An overview of the safedata package

The safedata R package is designed to discover and work with data using the formatting and indexing API designed for the Stability of Altered Forest Ecosystems (SAFE) Project. The SAFE Project is one the largest ecological experiments in the world, investigating the effects of human activities on biodiversity and ecosystem function in the Malaysian rainforest.

Research conducted at the SAFE Project encompasses expertise from many disciplines and institutions, each running interlinked projects that help to develop our understanding of ecology within changing environments. Data from the many activities conducted through the SAFE Project are curated and published to a community repository hosted at Zenodo.The safedata package enables researchers to quickly and easily interface with these datasets.

The SAFE Project dataset workflow

All researchers working at the SAFE Project are required to submit their project data to the SAFE Zenodo repository. There are the following 3 stages to the publication process, with further details provided below.

The data needs to be formatted to meet a community standard and to include core metadata required by the project.
The data is validated to ensure that the formatting and metadata comply with the required standard.
Data that passes validation is published to the Zenodo data repository.
Metadata is indexed at the SAFE Project website and is accessible through a search API.

Data format

Datasets are submitted as Microsoft Excel spreadsheets, containing the following worksheets:

Summary: simple metadata (authors, access rights) about the dataset
Taxa: a description of the Taxa reported in the dataset
Locations: a description of all sampling locations in the dataset
Data worksheets: the actual data tables, described in the Summary sheet

The formatting details for each worksheet are described here: https://safedata-validator.readthedocs.io/en/latest/data_format/overview.html

Once a dataset has been formatted, researchers can submit the dataset to the SAFE Project website for validation and publication.

Dataset validation

Submitted datasets are validated using the Python program (safedata_validator)[https://github.com/ImperialCollegeLondon/safedata_validator]. This checks that the dataset format is correct and that all the required metadata is provided and consistent.
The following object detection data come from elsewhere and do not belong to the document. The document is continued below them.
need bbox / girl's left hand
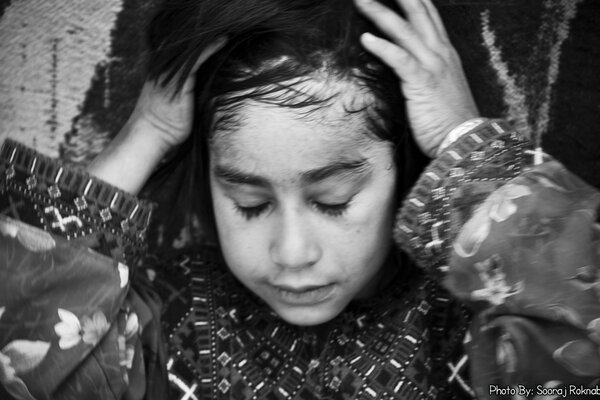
[355,0,479,157]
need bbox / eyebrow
[214,159,370,187]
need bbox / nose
[270,206,322,269]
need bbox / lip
[272,283,335,305]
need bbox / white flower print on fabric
[54,308,110,350]
[0,218,56,253]
[471,254,525,306]
[118,263,129,289]
[0,340,50,400]
[454,183,532,258]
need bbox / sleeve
[395,120,600,398]
[0,140,167,399]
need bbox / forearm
[87,119,169,194]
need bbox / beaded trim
[394,120,531,280]
[0,139,153,243]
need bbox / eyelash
[235,199,352,220]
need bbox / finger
[356,0,436,65]
[179,37,227,93]
[361,33,429,83]
[190,37,227,75]
[422,0,450,42]
[397,0,443,48]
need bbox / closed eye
[313,200,350,217]
[235,203,270,220]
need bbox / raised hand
[129,39,226,147]
[355,0,479,157]
[87,40,225,194]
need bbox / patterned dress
[0,121,600,399]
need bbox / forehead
[211,79,385,170]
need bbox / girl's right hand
[87,39,226,194]
[128,38,226,148]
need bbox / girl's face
[210,83,396,325]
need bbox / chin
[271,304,343,326]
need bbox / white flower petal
[498,183,532,200]
[118,263,129,289]
[123,313,140,339]
[17,227,56,253]
[57,308,81,328]
[489,199,517,222]
[58,335,81,350]
[2,340,50,374]
[0,218,19,238]
[453,219,490,258]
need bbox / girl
[0,0,596,399]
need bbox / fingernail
[362,32,376,43]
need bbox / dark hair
[144,0,424,244]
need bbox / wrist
[436,117,489,156]
[87,115,174,194]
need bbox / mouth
[272,283,335,305]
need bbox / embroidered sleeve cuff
[0,139,153,264]
[394,120,532,279]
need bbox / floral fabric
[444,161,600,396]
[0,217,163,400]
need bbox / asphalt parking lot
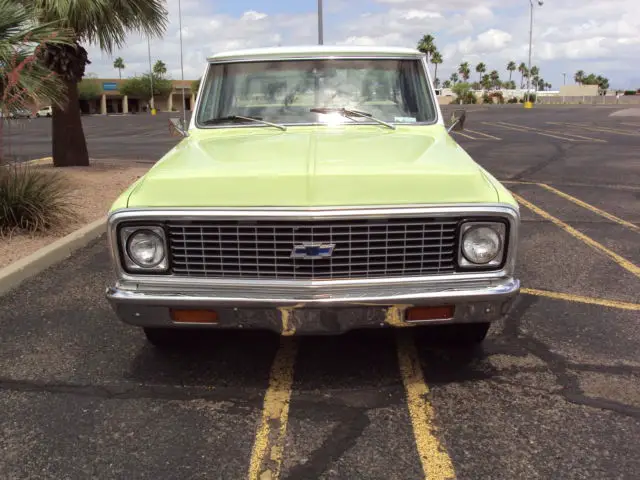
[0,106,640,480]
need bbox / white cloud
[82,0,640,87]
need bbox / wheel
[143,328,182,349]
[433,322,491,348]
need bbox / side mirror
[447,109,467,132]
[169,118,189,137]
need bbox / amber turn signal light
[171,308,218,323]
[406,305,455,322]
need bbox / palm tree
[113,57,125,78]
[507,60,517,81]
[458,62,471,82]
[476,62,487,82]
[418,35,438,63]
[153,60,167,77]
[431,51,442,84]
[0,0,72,115]
[518,62,529,88]
[28,0,167,167]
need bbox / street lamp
[318,0,324,45]
[176,0,186,131]
[527,0,544,104]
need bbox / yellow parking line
[249,337,298,480]
[497,121,609,143]
[511,192,640,277]
[396,331,455,480]
[482,122,575,142]
[520,288,640,311]
[547,122,640,137]
[451,132,478,140]
[538,183,640,233]
[466,128,502,140]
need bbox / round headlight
[127,230,164,268]
[462,227,502,265]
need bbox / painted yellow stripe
[547,122,640,137]
[396,331,455,480]
[249,337,298,480]
[465,128,502,140]
[451,132,478,140]
[520,288,640,311]
[482,122,575,142]
[497,122,609,143]
[538,183,640,233]
[511,192,640,277]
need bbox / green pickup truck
[106,46,520,347]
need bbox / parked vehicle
[36,105,53,117]
[106,46,520,346]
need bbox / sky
[87,0,640,89]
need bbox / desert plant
[0,164,73,235]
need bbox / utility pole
[318,0,324,45]
[178,0,185,130]
[527,0,544,105]
[147,36,155,113]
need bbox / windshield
[196,59,435,127]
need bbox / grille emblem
[291,243,336,259]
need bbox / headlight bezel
[118,223,170,274]
[457,218,511,272]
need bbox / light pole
[178,0,185,130]
[527,0,544,101]
[147,36,155,113]
[318,0,324,45]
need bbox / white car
[36,105,53,117]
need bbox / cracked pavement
[0,106,640,480]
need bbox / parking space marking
[396,330,455,480]
[537,183,640,233]
[451,132,478,140]
[497,122,609,143]
[249,337,298,480]
[482,122,576,142]
[547,122,640,137]
[511,192,640,277]
[466,128,502,140]
[520,288,640,311]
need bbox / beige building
[80,78,197,115]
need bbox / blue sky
[88,0,640,88]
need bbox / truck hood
[127,125,498,207]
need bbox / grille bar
[167,217,458,280]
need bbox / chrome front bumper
[106,277,520,335]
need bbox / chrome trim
[107,204,520,289]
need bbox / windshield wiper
[310,107,396,130]
[202,115,287,130]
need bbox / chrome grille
[167,218,458,280]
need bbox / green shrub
[0,164,73,235]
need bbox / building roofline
[207,45,423,62]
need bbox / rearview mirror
[169,118,189,137]
[447,109,467,132]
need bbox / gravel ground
[0,160,148,268]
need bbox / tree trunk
[51,75,89,167]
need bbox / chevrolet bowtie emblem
[291,243,336,259]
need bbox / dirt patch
[0,160,149,268]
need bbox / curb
[0,218,107,295]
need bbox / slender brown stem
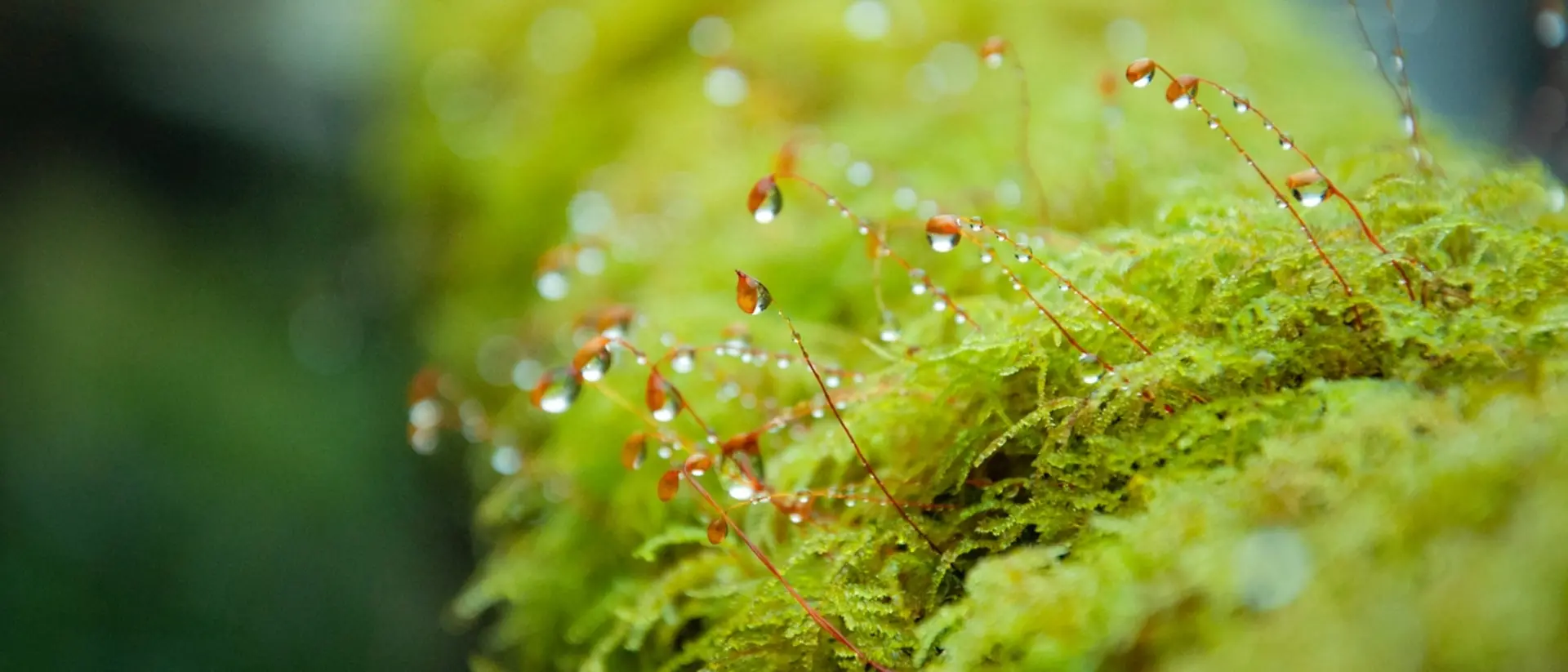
[777,172,982,332]
[779,310,942,554]
[1154,63,1355,296]
[682,469,892,672]
[1178,66,1416,300]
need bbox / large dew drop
[532,368,581,413]
[746,176,784,224]
[1284,167,1328,208]
[925,215,963,252]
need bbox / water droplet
[746,176,784,224]
[1284,167,1330,208]
[532,367,581,413]
[702,66,746,108]
[876,310,903,343]
[533,271,571,300]
[1127,58,1154,89]
[925,215,963,252]
[670,346,696,373]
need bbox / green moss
[397,0,1568,670]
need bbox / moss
[395,0,1568,670]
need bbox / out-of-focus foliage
[402,0,1568,670]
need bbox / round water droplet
[532,368,581,413]
[746,176,784,224]
[533,271,571,300]
[670,346,696,373]
[702,66,746,108]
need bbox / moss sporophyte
[408,0,1568,670]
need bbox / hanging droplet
[925,215,963,252]
[644,368,680,423]
[707,518,729,545]
[530,368,581,413]
[1127,58,1154,89]
[658,469,680,501]
[735,269,773,315]
[980,34,1007,70]
[1165,75,1198,109]
[621,432,648,470]
[876,310,903,343]
[670,346,696,373]
[746,176,784,224]
[1284,167,1328,208]
[572,336,613,382]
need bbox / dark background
[0,0,1548,670]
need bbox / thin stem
[682,467,892,672]
[960,229,1116,373]
[1154,63,1355,296]
[779,310,942,554]
[964,218,1154,355]
[1178,65,1416,300]
[777,172,982,332]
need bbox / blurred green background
[0,0,1563,670]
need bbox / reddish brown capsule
[644,368,680,423]
[925,215,963,252]
[685,452,714,476]
[707,518,729,545]
[1284,167,1328,208]
[980,34,1007,70]
[572,336,612,382]
[1165,75,1198,109]
[1127,58,1156,89]
[658,469,680,501]
[735,271,773,315]
[621,432,648,470]
[746,176,784,224]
When a dataset fails validation, a report is returned to the submitter to help revise the dataset, otherwise validated datasets are published to Zenodo.

Data publication

Zenodo is a scientific data repository backed by the CERN. Zenodo provides data communities that allow all of the SAFE Project datasets to be collated into a single collection ((https://zenodo.org/communities/safe/). The publication process uses the metadata provided in the submitted file to automatically create a detailed description of the dataset. Zenodo also issues DOIs for published datasets and provides versioning and access control :

Data versioning

Zenodo uses a DOI versioning system that allows sets of dataset records to be grouped. When a dataset is published on Zenodo for the first time, two DOIs are registered:

the record DOI, representing the specific version of the dataset, and
the concept DOI, representing all versions of the record.

Subsequent versions of an upload are then logged under a new DOI. This means that multiple versions of a dataset can be stored and referenced clearly. The concept DOI refers to all versions of the dataset (and the DOI link resolves to the most recent version), while the version DOI refers to a particular instance.

Dataset access

Datasets published to the SAFE Project community on Zenodo can have one of the following three access status:

Open: the dataset is open for download, or
Embargoed: the dataset will become open at a given date in the future, or
Restricted: accessing the dataset requires permission. Zenodo provides a mechanism to request permission from the SAFE Project, which will always be passed onto the specific dataset authors.

In practice, restricted data is little used and a fourth ‘Closed’ status is not accepted for SAFE datasets. Note that a particular dataset concept may have a versions with a mixture of access statuses.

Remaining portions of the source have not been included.